Paper plans 100 - 150 layoffs

The ax that Jeffrey Johnson and Dean Baquet fought to keep from swinging in the Los Angeles Times newsroom is starting to fall.

The L.A. Times said Monday that it plans to cut 100-150 jobs in a cost-cutting move, with about 70 expected to come from the editorial operation. The cuts, mandated by Tribune, the newspaper’s Chicago-based parent company, were fought last year by former publisher Johnson and former editor Baquet, both of whom departed their Spring Street digs after publicly resisting Tribune’s downsizing demands.

The long-delayed rollout of the staff cuts comes as Tribune is in the process of being taken over, and taken private, in an $8.2 billion deal with Chicago real estate magnate Sam Zell.

“The actions being undertaken at our newspapers reflect fundamental changes going on across the media industry,” Tribune spokesman Gary Weitman said in a statement. “We will redeploy our resources to areas where we can best serve the changing needs of our customers and generate growth, such as we are doing in our interactive group … We cannot stand still; as revenues have slowed, our newspapers are scaling expenses accordingly.”

The plan confirmed on Monday promises to generate jitters in the L.A. Times newsroom for weeks to come. According to memos distributed internally by David Hiller, who succeeded Johnson as publisher in October, and Jim O’Shea, who replaced Baquet in November, the first phase of the plan is the “Employee Voluntary Separation Program,” in which the Times is asking for “volunteers,” according to Hiller’s memo, to submit themselves by May 14 for a buyout worth two weeks pay and benefits for every year the employee has worked for the Times.

Hiller’s memo cited the weak first-quarter earnings report Tribune issued last week, in which revenue and profits were down sharply in its publishing group. For the Los Angeles Times and its units, revenue was down 4% for the quarter and cash flow sank 13%, according to Hiller’s memo. Online revenues are growing at a fast clip of 20% for the quarter, Hiller wrote, but are “not yet big enough to offset the decline on the print side of the business.”

According to Hiller’s memo, only certain employees will be allowed to make the ultimate professional sacrifice. Staffers in some departments — including interactive, technology, circulation and security — are not eligible to apply, and staffers whose positions would have to be “back-filled” regardless are not likely to be considered.

Hiller warned that some positions will be eliminated and some open jobs not filled. Those decisions will be made after management gets a handle on how many volunteers in eligible posts are rounded up. The voluntary buyouts are expected to be completed by the end of next month.

Another idea floated in Hiller’s memo is shifting some employees to a four-day work week at 80% of their current salaries and part-time benefits.

According to a report in the L.A. Times on Monday, the newspaper at present has a total of about 2,600 employees, about 950 of them in the editorial operation.
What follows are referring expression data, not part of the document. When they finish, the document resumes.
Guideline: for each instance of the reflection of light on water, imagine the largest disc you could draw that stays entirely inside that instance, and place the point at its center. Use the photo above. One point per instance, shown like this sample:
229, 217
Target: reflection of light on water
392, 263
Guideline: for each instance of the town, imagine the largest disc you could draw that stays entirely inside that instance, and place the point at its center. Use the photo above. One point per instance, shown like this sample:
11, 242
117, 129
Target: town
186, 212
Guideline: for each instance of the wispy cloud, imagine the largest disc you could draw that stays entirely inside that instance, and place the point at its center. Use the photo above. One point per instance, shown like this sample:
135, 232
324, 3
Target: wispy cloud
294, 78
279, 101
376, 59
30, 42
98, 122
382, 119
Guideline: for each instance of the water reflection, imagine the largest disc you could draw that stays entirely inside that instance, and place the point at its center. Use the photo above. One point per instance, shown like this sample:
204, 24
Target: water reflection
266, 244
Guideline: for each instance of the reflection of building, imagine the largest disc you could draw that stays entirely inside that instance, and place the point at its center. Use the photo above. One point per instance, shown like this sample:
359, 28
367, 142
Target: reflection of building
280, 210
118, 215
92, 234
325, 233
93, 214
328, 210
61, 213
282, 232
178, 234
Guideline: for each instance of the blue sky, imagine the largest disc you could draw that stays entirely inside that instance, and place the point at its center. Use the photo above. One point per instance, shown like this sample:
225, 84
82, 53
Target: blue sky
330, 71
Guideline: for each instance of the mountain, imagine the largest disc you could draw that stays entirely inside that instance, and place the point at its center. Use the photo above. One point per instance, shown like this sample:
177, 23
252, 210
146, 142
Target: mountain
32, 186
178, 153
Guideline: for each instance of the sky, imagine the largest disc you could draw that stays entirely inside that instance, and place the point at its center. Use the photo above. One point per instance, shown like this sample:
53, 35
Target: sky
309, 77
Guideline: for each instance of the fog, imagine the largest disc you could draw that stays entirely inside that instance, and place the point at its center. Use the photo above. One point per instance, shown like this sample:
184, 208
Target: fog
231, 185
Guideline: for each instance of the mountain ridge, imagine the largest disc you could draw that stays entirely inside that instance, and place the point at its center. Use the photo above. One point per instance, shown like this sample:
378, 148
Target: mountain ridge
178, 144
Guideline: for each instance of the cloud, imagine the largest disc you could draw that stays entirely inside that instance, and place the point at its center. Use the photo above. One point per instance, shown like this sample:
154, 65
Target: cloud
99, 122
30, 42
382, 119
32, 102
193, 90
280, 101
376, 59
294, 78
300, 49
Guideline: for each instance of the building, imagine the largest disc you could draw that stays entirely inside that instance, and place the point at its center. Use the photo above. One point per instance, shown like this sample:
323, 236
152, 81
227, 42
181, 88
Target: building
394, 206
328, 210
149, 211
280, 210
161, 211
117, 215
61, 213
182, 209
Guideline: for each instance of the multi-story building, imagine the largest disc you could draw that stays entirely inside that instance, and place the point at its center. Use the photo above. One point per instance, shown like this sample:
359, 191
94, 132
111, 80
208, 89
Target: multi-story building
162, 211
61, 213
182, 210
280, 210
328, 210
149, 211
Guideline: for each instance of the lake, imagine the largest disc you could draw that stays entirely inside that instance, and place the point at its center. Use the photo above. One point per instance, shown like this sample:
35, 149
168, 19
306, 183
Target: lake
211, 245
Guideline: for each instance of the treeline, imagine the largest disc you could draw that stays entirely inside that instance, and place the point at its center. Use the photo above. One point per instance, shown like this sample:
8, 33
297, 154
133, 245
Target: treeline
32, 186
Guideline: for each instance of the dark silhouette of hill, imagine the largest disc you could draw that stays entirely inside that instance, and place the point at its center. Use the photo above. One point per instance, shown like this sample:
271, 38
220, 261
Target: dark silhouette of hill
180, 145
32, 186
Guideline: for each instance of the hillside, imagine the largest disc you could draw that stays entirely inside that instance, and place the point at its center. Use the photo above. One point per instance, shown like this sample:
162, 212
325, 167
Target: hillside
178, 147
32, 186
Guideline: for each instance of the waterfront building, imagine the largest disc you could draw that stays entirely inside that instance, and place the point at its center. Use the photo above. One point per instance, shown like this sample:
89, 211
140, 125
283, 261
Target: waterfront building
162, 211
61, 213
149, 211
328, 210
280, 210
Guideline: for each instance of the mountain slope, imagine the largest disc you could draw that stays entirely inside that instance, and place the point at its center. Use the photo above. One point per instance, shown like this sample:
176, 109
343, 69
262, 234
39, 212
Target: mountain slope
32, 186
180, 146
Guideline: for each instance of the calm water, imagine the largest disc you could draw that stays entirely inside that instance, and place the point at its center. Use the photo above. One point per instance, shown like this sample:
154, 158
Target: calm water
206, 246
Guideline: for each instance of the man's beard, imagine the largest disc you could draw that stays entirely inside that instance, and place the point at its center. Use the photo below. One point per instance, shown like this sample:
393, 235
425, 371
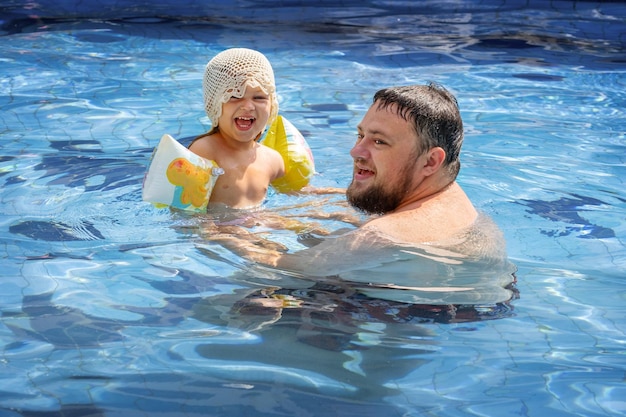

Before Tribune took over the newspaper in 2000, the Times’ editorial staff numbered more than 1,000.

A memo sent by editor O’Shea on Monday acknowledged the anger expressed in the newsroom since word spread that top Tribune executives stood to reap millions in bonuses should the Zell deal be completed. Moreover, the Zell deal has heightened the anxiety at the Los Angeles Times and Tribune’s 10 other daily newspapers because it hinges on a complex employee stock ownership provision that some analysts contend could be risky for employees over the long term.

“I cannot — and will not — defend any such bonuses,” O’Shea wrote in his memo. “Frankly, I understand why you are angry about these plans … But this staff reduction is not because of — or about — bonuses. Unfortunately, the business model at newspapers across the nation remains under challenge and we are no exception.”